3月10日から3月14日頃の七十二候が、桃始笑。桃の花が咲き始める頃の意味。
現代の暦だと「桃始笑」の方が「桃の節句」の後になってしまうという不思議なことが起こってしまうが、実際、3月3日だと、桃の花が咲いていることは稀。そしてまだ寒い。
そろそろ気温が上がってくると思うが、近年は、気温が上がり始めると、春をすっ飛ばして初夏のようになってしまうのがツライ。今年はどうなるのだろう?

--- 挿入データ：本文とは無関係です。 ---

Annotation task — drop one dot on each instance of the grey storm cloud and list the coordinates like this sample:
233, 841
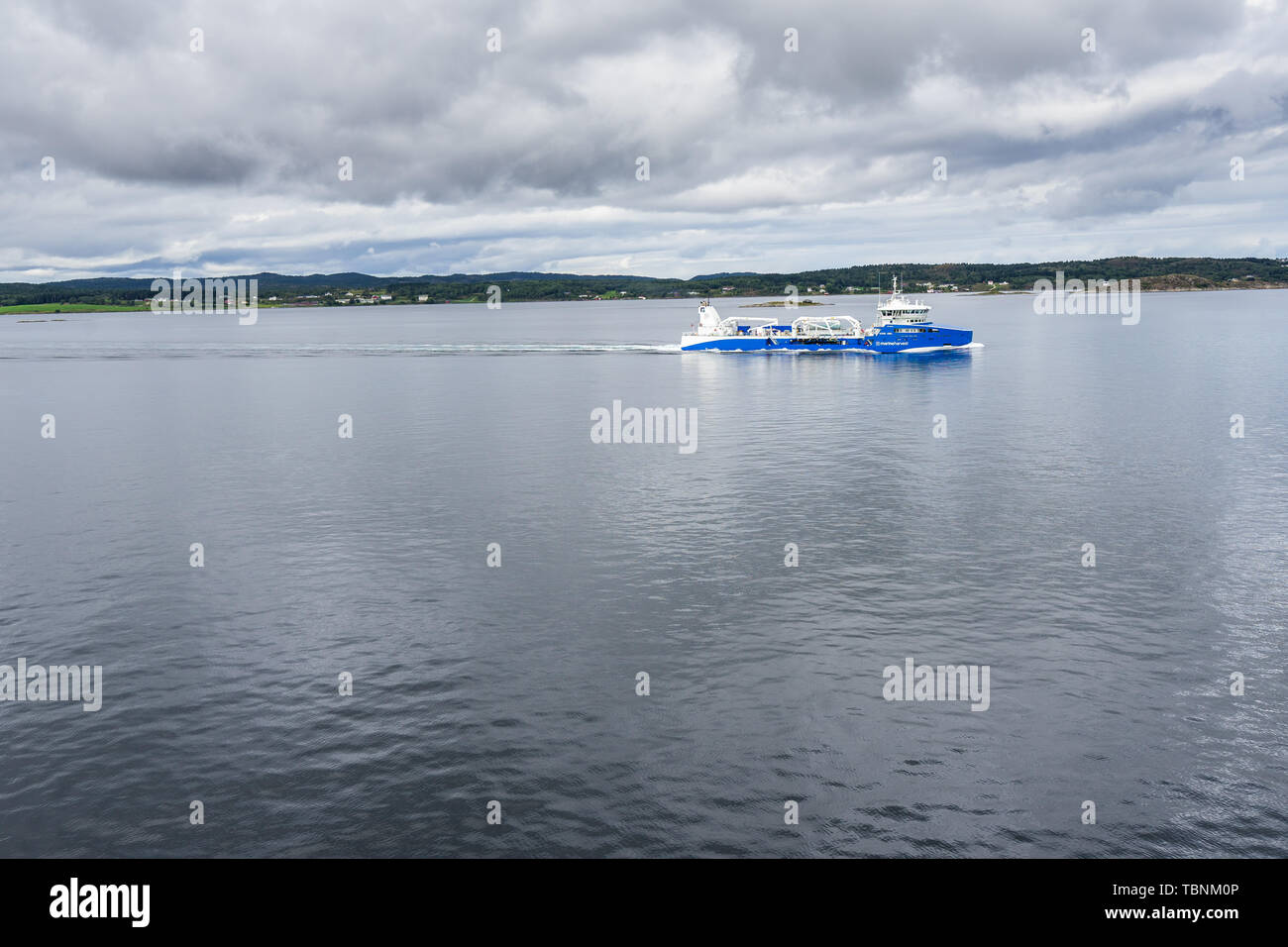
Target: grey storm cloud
526, 158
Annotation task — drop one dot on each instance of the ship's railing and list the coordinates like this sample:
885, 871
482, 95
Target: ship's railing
828, 326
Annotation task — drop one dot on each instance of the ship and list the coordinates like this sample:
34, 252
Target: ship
901, 326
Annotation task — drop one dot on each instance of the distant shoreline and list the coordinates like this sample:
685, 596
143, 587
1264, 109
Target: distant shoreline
81, 308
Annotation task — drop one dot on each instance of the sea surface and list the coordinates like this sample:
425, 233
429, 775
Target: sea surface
518, 684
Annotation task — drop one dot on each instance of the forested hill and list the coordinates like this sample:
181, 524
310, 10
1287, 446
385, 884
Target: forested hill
1166, 272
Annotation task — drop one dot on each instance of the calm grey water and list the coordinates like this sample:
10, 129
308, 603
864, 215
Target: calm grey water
518, 684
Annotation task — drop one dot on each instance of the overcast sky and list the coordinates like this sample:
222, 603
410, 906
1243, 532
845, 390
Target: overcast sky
759, 158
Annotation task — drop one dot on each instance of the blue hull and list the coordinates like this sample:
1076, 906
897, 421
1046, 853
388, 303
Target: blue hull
890, 341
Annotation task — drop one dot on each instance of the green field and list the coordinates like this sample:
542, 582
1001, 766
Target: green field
68, 307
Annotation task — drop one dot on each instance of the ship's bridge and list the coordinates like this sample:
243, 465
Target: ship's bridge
900, 309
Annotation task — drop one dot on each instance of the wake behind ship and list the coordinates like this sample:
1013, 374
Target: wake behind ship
901, 328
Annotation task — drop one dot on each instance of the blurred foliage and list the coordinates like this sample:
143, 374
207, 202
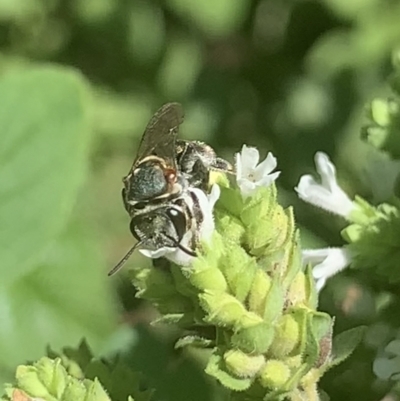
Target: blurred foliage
288, 76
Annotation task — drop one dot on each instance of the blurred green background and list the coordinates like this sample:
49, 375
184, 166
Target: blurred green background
291, 77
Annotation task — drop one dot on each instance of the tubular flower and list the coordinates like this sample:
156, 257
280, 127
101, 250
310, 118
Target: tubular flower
327, 262
327, 195
250, 175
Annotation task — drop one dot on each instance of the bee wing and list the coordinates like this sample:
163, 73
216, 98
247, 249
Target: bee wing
160, 134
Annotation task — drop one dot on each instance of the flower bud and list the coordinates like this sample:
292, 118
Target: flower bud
255, 339
243, 365
274, 374
287, 336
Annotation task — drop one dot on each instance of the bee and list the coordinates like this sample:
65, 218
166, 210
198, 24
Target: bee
166, 186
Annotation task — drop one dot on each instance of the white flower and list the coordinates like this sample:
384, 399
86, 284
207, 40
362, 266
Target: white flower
328, 195
327, 262
249, 175
203, 232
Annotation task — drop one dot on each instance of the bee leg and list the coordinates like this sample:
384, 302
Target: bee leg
161, 263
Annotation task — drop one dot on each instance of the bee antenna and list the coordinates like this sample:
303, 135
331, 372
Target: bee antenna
121, 263
181, 247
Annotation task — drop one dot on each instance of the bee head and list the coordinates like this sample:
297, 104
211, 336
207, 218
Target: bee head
164, 226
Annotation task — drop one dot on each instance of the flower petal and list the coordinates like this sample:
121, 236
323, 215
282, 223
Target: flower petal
248, 159
247, 187
267, 180
266, 166
336, 202
327, 262
327, 171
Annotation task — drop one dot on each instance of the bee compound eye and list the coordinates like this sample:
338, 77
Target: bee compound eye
139, 205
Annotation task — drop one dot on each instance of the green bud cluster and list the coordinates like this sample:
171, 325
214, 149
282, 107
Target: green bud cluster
373, 239
74, 375
48, 380
249, 289
383, 130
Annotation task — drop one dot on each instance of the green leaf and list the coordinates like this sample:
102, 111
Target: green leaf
345, 343
43, 158
58, 303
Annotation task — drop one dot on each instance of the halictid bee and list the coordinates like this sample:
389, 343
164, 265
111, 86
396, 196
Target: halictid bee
161, 191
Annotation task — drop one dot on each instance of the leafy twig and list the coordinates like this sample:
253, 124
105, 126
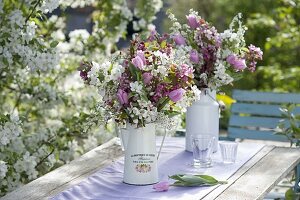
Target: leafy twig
32, 10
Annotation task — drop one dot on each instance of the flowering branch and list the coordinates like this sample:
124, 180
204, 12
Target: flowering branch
32, 10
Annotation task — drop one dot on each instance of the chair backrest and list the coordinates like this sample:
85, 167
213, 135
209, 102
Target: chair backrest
255, 115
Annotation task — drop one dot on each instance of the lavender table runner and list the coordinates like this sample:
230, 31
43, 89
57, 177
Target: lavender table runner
107, 184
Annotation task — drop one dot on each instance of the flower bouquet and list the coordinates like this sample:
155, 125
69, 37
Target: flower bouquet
142, 86
217, 59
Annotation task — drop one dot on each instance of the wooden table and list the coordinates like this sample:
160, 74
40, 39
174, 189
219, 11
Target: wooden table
252, 181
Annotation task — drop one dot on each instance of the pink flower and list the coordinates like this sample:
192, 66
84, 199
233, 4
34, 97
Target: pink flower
176, 95
147, 77
161, 186
179, 39
194, 57
238, 64
122, 97
139, 61
192, 21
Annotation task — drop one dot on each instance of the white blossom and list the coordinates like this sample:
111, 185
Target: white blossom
49, 5
136, 87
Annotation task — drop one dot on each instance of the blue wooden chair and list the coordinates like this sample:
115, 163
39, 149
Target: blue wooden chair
255, 115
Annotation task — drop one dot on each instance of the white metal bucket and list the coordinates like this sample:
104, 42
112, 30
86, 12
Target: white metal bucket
203, 118
140, 165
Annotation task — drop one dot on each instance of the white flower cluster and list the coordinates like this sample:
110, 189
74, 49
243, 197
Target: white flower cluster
145, 111
10, 130
176, 26
78, 39
166, 122
76, 3
181, 55
220, 77
146, 10
3, 169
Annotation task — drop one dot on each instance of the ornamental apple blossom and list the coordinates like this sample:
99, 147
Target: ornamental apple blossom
149, 86
213, 55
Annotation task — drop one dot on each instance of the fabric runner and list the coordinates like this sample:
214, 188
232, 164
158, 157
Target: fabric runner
106, 184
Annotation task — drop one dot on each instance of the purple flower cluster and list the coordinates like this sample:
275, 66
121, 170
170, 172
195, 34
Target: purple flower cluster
209, 48
83, 69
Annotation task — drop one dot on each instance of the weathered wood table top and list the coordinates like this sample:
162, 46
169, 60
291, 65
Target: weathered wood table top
252, 181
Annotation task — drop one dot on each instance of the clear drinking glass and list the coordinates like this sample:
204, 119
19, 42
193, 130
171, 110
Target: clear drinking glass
228, 151
202, 150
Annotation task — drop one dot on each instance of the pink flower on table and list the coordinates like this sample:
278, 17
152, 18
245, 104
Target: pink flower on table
194, 57
176, 95
122, 97
179, 39
139, 61
238, 64
192, 21
161, 186
147, 77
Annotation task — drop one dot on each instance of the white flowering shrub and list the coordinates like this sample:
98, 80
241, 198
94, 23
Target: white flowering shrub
47, 116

英チューダー王朝期、権力闘争に翻弄され、「9日間の女王」と称されるジェーン・グレイ。生前に描かれた唯一の肖像画を突き止めたかもしれない、というニュース。
問題の絵は1701年、第11代ケント伯爵だったアンソニー・グレイがジェーン・グレイの肖像として入手したもの。以来、イングランド史上最も短命な君主の「決定的肖像」として扱われてきたが、21世紀になって美術史家がその来歴に疑問を呈し、ジェーン本人説を否定していた。
絵が描かれた板を年輪年代法で調べたところ、1539年~71年前後の時期に制作に用いられたとみられることが判明した。さらに、赤外線反射法を使ったスキャンの結果、当初の肖像画の完成後、女性の服装や顔に大幅な修正が加えられていたことも判明した。
ジェーンの目や口、耳の部分が引っかかれて削られており、宗教的もしくは政治的な理由で絵が傷つけられた可能性が高い、という。
ジェーン・グレイというと、 ポール・ドラローシュの「レディ・ジェーン・グレイの処刑」 を思い浮かべるが、あの絵は、悲劇性を強調するためか、やや美化された感じだ。今回話題になっている肖像画は、プロテスタントであったこともあるのだろうが、かなり地味な印象の女性像だった。